Liposuction Surgery


What is liposuction?

    A method used for aesthetic fat removal is liposuction. It can permanently eliminate adipocytes, or fat cells, from a specific area of your body that you wish to lose weight. When diet and exercise fail to reduce fat accumulation, liposuction can assist.

    Other terms for liposuction include "lipo" or lipoplasty.

Where on my body can I get liposuction?

    You can get liposuction surgery anywhere you have fat deposits on your body. The following are a few of the most typical places on your body:

  • Waist, stomach, or abdomen.
  • "Love handles" or hips (flank).
  • Chest or back.
  • Cheeks, chin, neck, or face.
  • Buttocks.
  • Ankles, calves, or inner knee.
  • Thighs.
  • Upper arms.

Can obesity be treated with liposuction?

    Liposuction does not treat obesity or excess weight; it is not a weight-loss therapy. Most people get liposuction to get rid of extra fat from specific areas of their bodies. There is no full-body weight-loss technique with liposuction. Your body may develop back fat in the areas where the procedure was performed, even though it is permanent.

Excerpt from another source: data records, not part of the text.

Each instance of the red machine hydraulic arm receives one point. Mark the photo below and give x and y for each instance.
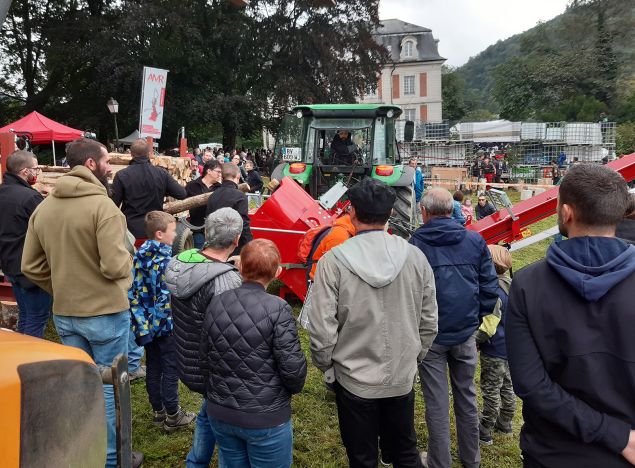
(501, 227)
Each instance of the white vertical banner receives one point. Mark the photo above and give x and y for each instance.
(152, 102)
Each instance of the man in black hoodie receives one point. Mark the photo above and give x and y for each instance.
(229, 196)
(142, 187)
(569, 333)
(18, 200)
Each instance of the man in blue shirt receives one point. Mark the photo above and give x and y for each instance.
(467, 290)
(417, 185)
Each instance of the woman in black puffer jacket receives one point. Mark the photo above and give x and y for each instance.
(193, 278)
(254, 364)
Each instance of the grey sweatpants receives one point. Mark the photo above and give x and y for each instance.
(461, 360)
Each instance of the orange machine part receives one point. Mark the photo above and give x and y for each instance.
(17, 349)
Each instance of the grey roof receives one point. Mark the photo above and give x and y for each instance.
(392, 31)
(395, 26)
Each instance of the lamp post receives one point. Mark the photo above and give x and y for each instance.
(113, 107)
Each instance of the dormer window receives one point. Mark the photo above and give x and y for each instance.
(407, 49)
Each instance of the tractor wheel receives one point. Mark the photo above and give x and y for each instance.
(404, 211)
(183, 240)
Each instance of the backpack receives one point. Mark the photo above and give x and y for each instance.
(309, 244)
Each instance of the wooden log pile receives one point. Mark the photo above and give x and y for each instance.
(179, 168)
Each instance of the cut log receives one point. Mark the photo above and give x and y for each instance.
(180, 206)
(187, 204)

    Everybody has a different body. Even if you exercise frequently and eat a healthy diet, you may still struggle to lose weight. To help you achieve your objectives, discuss weight management therapy choices with your healthcare physician if you are overweight.

What happens during liposuction surgery?

    Your healthcare practitioner will administer anaesthesia before your liposuction operation. You can have local and general anaesthesia (which numbs the brain). You are rendered painless throughout the process, thanks to anaesthesia.

    Following the onset of anaesthesia, your surgeon will make a few tiny skin incisions. A small, stainless-steel tool called a cannula will implant a suction device into the fatty regions between your skin and muscles. To break up or liquefy your fat, your surgeon will move the cannula around the inside of your body. After that, they'll use a big syringe or suction pipe to remove extra fat. Following the surgery, your surgeon will use non-dissolvable or dissolvable stitches to close the incision site.

    Your particular liposuction process will depend on the kind of operation you're getting. You might have to go to a surgery centre or your provider's office for an outpatient procedure. Your surgeon may require an overnight stay if they remove significant fat from your body. You will need a driver to get you to and from the surgery, even if it's an outpatient treatment. The amount of fat your surgeon removes, and the number of places treated will determine how long liposuction surgery takes.